Let this fact sink in: “Wherefore, my brethren, ye also were made dead to the law through the body of Christ; that ye should be joined to another, even to him who was raised from the dead…”
The old must not be allowed to alloy with the new. Today it remains pervasive in the religious scene to find so many people insisting on keeping the Ten Commandments, using mechanical instruments of music in worship, the wearing of special garments, etc.
These things ought not to be. We are commanded to worship God in spirit and truth (Mat 4:24). This must mean that we are to worship God not only in sincerity but according to His word (cf. John 17:17).
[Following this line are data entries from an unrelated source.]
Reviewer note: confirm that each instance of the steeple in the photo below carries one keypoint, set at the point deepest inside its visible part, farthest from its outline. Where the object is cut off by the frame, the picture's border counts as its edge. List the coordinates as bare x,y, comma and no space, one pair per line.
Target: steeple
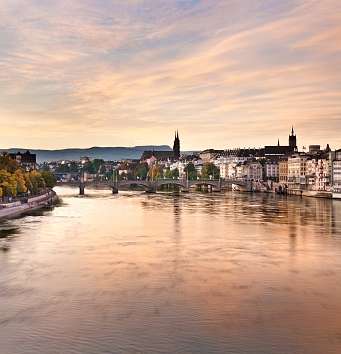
293,140
176,145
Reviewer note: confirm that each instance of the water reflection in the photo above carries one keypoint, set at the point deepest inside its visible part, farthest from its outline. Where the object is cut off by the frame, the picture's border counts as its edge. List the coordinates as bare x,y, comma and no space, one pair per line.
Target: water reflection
188,273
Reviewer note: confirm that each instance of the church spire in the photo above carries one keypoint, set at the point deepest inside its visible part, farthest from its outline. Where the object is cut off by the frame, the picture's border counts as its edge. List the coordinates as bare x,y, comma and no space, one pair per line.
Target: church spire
176,146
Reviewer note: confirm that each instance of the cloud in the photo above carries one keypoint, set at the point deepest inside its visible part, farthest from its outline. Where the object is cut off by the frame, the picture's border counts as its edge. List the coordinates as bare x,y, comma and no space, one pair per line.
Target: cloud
224,73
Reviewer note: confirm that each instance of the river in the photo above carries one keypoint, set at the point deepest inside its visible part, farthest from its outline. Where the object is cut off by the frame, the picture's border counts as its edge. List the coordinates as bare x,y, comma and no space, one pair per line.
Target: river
193,273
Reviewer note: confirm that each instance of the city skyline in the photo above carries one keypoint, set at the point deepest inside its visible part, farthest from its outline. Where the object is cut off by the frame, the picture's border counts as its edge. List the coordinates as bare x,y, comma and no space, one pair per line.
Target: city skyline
94,73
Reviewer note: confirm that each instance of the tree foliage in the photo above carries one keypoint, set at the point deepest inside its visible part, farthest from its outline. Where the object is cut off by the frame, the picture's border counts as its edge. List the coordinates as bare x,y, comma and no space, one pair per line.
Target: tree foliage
15,182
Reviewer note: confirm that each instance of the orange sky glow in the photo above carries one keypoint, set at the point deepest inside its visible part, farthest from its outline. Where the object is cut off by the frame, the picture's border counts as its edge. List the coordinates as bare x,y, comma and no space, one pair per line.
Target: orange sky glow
226,73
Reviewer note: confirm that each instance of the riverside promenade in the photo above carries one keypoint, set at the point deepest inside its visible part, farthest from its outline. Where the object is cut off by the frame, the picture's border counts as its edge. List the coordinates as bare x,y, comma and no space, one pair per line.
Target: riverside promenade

The new covenant, effected by the blood of Jesus Christ, is the only covenant in effect now. “For where a testament is, there must of necessity be the death of him that made it. For a testament is of force where there hath been death: for it doth never avail while he that made it liveth (Heb 9:16-17).”
We cannot return to the abolished “law of commandments contained in ordinances (Eph 2:15) to learn how we can approach God and worship Him acceptably. We cannot mix the two covenants together, choosing from each elements that meet our fancy while disregarding the rest.
If anyone desires to return to the old law as justification for how we worship today, let that person be aware of the warning from the apostle:
“Yea, I testify again to every man that receiveth circumcision, that he is a debtor to do the whole law (Gal 5:3).” In other words, we are not at liberty to pick and choose. If we would use mechanical musical instruments and other old covenant practices. we are then obligated to offer animal sacrifices, visit Jerusalem three times yearly to keep the feasts, etc.